Organizers of the ecotourism conference urged participants to register with their respective embassy or high commission, travel on a pre-arranged bus to and from the airport with the conference transport company and monitor the situation on social media. The Africa Hotel and Investment Forum, hosted by CBS News Travel Editor Peter Greenberg, suggested similar measures, but reported only a 4 percent rate of delegate dropout, which it said demonstrated the industry’s resilience and commitment to Kenya. The event is Africa’s premier hotel investment conference, attracting prominent international hoteliers, investors, financiers and advisers.

Phyllis Kandie, Kenya’s Cabinet secretary for commerce and tourism who is expected to open the hotel forum, issued a statement Sunday condemning the events at the Westgate shopping mall, a popular destination for Kenya’s elite, Nairobi’s expat community and foreign tourists alike. “The tourism sector joins other Kenyans in condoling the bereaved families, including those of foreigners who have lost their lives during the Westgate attacks,” she said. “The attack was a despicable act of cowardice intended to instill fear among Kenyans and our visitors, but the attackers must never be allowed to have their way.”

Tourism is big business in Kenya, employing 150,000 people and earning the nation more than a billion dollars last year. Yet, it’s an industry that remains extremely vulnerable to security threats.

Kandie said tour operators throughout the country had pushed forward with their itineraries uninterrupted, and she urged prospective visitors not to let the terrorists succeed in instilling fear and harming the nation. “We wish to assure tourists that Kenya is peaceful and our security agencies are doing everything possible to ensure that everyone is safe. Visitors are thus welcome to visit all of our tourist facilities across the country, which are operating normally.”

The blow this bloody siege has dealt to the Kenya brand could take months -- if not years -- to heal, in part, because it is believed that al-Shabab targeted the mall knowing full well that foreigners would get mixed up in the massacre (and global headlines would ensue).

At least four Britons, two Canadians, two Frenchmen, one Australian and one Chinese were killed in the attack.
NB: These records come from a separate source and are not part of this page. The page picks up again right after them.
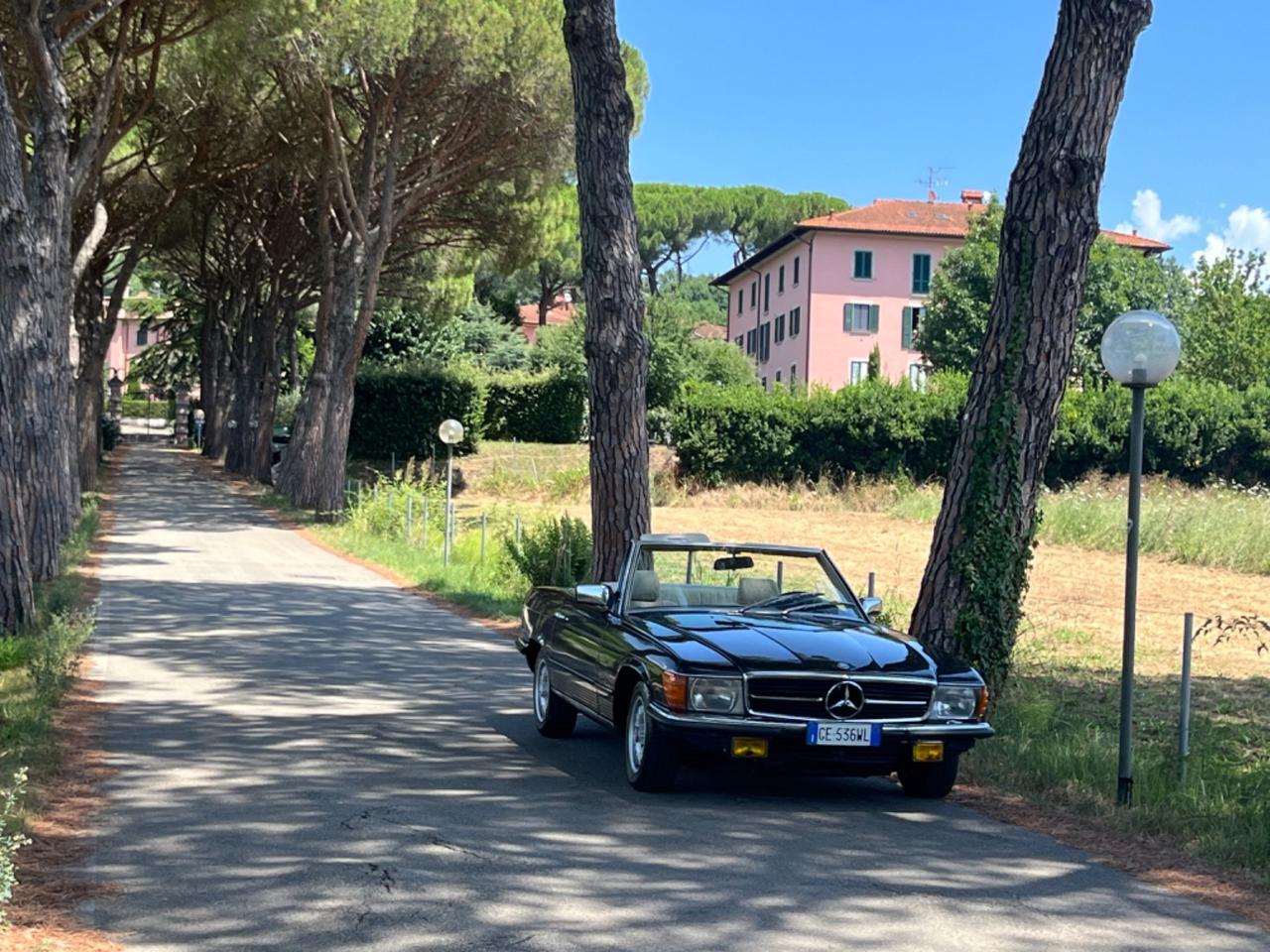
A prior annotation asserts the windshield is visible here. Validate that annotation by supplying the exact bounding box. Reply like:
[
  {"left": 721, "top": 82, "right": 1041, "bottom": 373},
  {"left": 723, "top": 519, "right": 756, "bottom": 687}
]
[{"left": 626, "top": 545, "right": 861, "bottom": 620}]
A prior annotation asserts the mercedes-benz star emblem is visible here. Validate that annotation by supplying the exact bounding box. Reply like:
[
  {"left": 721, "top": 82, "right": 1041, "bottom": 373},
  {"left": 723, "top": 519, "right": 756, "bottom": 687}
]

President Uhuru Kenyatta sent his condolences to the victims, but urged nations not to issue travel advisories for Kenya for fear of harming an industry that accounts for about 10 percent of the nation’s economy. The former prime minister and leader of the opposition, Raila Odinga, also said in a tweet Sunday: “This is not the time to issue travel advisories. Terrorism is a global challenged that we must meet as a united front.”
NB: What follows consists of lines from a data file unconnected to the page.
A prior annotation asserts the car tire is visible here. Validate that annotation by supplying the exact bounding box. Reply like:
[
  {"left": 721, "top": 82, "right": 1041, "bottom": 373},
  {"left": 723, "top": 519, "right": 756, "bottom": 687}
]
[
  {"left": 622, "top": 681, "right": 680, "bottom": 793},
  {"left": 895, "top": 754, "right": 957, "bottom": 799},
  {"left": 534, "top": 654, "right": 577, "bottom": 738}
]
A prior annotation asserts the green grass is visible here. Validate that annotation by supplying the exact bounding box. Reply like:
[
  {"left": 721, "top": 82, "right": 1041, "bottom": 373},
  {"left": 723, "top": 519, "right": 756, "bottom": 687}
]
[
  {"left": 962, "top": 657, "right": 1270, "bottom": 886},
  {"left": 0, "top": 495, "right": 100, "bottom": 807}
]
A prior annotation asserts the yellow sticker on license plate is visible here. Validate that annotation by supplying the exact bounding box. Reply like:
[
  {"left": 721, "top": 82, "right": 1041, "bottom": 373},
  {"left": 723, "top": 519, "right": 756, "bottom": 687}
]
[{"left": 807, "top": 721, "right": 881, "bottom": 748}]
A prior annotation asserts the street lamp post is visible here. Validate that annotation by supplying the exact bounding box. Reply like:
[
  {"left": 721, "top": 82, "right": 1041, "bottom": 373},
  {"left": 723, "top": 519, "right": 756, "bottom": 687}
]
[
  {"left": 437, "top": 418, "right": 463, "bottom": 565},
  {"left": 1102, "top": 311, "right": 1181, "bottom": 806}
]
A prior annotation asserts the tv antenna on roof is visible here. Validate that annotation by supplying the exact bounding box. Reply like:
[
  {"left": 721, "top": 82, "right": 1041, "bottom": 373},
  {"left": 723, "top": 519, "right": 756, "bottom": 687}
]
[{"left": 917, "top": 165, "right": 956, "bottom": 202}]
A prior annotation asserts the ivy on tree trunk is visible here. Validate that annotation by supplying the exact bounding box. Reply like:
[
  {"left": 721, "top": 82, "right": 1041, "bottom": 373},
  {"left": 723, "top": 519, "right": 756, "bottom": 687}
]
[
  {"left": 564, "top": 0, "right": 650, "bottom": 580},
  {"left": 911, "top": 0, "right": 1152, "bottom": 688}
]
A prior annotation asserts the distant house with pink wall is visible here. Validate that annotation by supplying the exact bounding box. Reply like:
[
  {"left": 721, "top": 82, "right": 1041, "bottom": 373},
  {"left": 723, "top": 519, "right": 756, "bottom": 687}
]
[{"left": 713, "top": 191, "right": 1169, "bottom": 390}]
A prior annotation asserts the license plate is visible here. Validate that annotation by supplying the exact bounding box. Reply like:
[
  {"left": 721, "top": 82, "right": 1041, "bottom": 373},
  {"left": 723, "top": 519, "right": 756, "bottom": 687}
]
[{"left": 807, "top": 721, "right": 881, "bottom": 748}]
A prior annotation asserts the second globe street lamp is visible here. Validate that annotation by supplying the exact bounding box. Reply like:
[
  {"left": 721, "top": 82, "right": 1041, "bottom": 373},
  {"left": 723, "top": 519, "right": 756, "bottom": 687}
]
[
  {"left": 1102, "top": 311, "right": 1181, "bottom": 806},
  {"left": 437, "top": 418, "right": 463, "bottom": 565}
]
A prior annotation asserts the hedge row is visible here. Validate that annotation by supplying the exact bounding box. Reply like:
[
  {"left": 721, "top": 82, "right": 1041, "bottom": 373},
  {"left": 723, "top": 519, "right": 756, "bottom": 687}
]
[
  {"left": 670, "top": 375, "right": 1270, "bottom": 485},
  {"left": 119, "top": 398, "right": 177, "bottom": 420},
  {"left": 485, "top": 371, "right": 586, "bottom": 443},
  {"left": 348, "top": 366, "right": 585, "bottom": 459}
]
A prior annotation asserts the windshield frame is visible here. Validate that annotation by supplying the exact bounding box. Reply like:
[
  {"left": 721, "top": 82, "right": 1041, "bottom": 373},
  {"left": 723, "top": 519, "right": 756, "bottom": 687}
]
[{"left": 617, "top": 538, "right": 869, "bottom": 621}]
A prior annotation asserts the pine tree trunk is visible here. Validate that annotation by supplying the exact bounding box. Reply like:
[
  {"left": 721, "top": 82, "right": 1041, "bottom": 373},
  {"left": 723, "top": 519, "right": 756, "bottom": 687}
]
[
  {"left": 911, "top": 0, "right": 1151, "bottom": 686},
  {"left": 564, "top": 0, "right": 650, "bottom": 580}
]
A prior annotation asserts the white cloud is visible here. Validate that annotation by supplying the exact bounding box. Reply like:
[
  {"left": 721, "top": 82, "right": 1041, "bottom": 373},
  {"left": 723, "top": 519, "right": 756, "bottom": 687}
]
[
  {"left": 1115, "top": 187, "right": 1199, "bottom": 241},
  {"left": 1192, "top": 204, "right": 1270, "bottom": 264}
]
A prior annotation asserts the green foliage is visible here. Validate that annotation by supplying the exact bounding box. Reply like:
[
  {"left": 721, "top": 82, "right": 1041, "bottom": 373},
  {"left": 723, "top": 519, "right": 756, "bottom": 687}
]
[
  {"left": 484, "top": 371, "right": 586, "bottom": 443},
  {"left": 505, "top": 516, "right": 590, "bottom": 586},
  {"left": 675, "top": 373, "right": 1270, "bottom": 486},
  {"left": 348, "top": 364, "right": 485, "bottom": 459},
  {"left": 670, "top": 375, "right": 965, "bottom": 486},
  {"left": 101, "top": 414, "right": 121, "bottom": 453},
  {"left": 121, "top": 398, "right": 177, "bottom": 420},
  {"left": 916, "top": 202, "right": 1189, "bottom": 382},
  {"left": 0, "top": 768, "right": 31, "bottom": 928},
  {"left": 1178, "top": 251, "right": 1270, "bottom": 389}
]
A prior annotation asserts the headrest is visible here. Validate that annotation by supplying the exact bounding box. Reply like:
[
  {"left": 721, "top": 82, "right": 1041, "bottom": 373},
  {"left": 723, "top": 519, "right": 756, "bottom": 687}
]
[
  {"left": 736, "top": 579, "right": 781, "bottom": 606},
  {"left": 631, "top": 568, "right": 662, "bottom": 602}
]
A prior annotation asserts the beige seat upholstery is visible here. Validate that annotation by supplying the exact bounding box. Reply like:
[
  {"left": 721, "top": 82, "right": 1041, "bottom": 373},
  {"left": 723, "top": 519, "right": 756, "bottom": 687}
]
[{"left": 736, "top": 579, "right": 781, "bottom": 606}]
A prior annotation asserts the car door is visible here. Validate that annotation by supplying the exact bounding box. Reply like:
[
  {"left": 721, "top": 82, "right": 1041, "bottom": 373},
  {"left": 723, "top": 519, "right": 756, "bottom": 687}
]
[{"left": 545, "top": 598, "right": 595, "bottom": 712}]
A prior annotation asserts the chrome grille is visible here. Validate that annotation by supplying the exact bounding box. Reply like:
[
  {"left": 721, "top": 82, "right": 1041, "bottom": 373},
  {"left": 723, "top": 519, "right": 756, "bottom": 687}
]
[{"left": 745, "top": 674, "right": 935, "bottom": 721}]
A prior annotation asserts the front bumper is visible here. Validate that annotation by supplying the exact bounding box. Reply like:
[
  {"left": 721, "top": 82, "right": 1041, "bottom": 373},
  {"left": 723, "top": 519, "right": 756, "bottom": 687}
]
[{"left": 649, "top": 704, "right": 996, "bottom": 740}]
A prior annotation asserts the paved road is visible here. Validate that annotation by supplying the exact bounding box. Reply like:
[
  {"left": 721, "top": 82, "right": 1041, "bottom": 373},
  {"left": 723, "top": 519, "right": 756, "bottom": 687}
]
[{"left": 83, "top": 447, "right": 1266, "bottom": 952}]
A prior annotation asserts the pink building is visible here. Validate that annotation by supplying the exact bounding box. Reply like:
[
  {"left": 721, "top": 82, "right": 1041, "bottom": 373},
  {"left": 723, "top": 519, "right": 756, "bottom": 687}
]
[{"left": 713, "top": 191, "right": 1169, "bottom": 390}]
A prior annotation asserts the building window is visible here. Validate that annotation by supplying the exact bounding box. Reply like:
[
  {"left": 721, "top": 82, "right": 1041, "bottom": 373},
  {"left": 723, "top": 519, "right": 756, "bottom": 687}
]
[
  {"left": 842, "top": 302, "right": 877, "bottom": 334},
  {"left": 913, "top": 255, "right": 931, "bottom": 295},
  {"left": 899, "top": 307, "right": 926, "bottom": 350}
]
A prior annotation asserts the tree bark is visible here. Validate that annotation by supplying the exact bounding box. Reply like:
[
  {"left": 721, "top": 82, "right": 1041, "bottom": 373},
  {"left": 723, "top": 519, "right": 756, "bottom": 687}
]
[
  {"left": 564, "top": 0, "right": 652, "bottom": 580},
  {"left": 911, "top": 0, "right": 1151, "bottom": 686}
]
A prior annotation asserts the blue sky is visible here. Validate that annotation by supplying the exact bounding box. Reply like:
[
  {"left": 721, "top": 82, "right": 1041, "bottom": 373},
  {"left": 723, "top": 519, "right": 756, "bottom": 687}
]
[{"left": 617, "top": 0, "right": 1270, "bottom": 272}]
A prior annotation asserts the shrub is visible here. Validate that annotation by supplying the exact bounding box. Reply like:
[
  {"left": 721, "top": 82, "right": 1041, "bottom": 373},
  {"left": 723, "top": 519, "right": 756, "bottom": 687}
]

Most nations already advise citizens to avoid all but essential travel near Kenya’s volatile border with war-ravaged Somalia. But the rest of the nation -- save some poorer neighborhoods of Nairobi like Eastleigh (known as “Little Mogadishu”) -- remains free of advisories.

Travel warnings immediately following the 1998 bombing of the U.S. Embassy in Nairobi brought tourism in the East African nation to a trickle. Yet, by 2008 Kenya was back on track. Over the next three years, arrivals increased by 50 percent and revenues doubled to $1.1 billion, according to government figures.
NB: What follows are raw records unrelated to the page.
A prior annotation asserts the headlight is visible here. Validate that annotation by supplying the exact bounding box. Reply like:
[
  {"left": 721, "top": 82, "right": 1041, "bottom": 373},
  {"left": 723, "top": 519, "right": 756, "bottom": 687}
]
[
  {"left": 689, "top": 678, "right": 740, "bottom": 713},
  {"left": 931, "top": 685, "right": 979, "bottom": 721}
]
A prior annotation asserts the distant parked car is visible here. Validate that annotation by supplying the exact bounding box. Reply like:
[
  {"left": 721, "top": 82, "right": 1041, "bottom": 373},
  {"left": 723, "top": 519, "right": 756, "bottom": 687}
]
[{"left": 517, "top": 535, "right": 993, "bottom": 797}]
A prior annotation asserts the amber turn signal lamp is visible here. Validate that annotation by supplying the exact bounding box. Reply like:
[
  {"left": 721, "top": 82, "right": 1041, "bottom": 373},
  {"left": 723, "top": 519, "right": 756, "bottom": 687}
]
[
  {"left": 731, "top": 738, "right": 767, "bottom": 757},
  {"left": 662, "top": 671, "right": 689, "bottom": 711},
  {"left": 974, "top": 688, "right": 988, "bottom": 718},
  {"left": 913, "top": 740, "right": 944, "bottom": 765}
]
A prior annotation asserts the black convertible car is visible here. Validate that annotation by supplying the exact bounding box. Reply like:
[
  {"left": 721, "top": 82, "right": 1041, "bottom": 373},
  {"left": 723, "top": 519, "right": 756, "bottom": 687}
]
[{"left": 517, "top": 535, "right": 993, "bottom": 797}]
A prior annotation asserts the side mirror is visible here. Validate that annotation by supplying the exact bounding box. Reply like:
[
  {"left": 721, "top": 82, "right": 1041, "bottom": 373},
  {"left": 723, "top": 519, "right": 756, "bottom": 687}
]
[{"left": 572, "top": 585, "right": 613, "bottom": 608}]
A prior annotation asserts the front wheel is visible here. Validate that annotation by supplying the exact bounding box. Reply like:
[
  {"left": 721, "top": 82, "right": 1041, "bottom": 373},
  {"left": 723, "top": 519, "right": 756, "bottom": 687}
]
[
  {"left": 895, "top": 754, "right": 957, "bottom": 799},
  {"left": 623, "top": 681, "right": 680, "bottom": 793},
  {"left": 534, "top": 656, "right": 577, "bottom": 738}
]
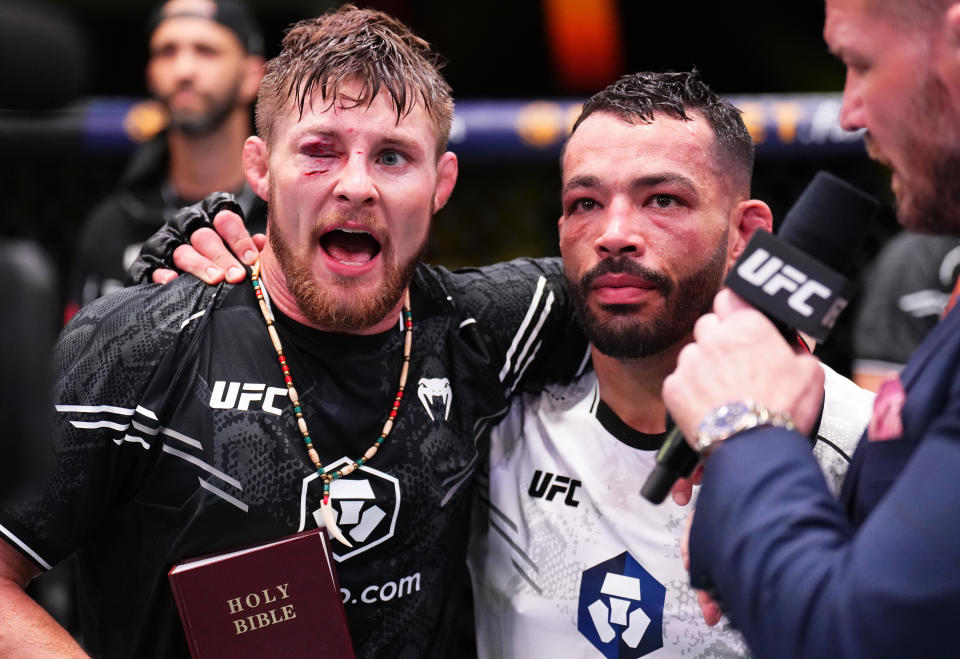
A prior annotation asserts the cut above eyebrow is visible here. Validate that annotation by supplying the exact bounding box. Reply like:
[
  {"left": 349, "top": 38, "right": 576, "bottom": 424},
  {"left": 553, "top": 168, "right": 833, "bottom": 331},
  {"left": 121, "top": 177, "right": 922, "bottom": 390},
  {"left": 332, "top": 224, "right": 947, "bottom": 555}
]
[
  {"left": 631, "top": 172, "right": 697, "bottom": 194},
  {"left": 563, "top": 176, "right": 598, "bottom": 192}
]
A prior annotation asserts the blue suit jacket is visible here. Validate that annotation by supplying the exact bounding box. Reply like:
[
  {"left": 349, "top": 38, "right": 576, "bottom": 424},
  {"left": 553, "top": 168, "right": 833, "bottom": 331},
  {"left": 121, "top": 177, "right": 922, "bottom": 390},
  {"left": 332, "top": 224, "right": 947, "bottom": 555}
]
[{"left": 691, "top": 307, "right": 960, "bottom": 659}]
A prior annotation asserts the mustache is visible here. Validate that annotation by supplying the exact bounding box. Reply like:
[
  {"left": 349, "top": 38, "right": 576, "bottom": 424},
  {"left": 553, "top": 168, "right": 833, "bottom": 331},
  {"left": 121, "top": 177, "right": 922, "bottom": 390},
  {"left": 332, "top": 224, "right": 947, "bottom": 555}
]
[{"left": 580, "top": 256, "right": 674, "bottom": 297}]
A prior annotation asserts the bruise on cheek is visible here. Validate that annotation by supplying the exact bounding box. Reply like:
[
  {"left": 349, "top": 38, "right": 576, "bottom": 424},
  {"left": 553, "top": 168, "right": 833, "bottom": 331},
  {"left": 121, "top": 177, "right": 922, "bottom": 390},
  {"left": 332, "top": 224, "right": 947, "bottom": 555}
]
[{"left": 300, "top": 139, "right": 342, "bottom": 176}]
Kenyan tourism took another dip, however, after a spate of abductions in 2011 where Somali gangs kidnapped a disabled French woman and an elderly British tourist in two separate attacks near the coastal resort of Lamu. The incidents spurred the government to send troops into Somalia to help in the fledgling government’s war against al-Shabab.

Many analysts warned at the time that a retaliatory attack from al-Shabab was likely, and the still unresolved mall siege serves as a sad reminder that Kenya’s recent economic prosperity has yet to be matched by sufficient investments in security, border control and the gathering of intelligence.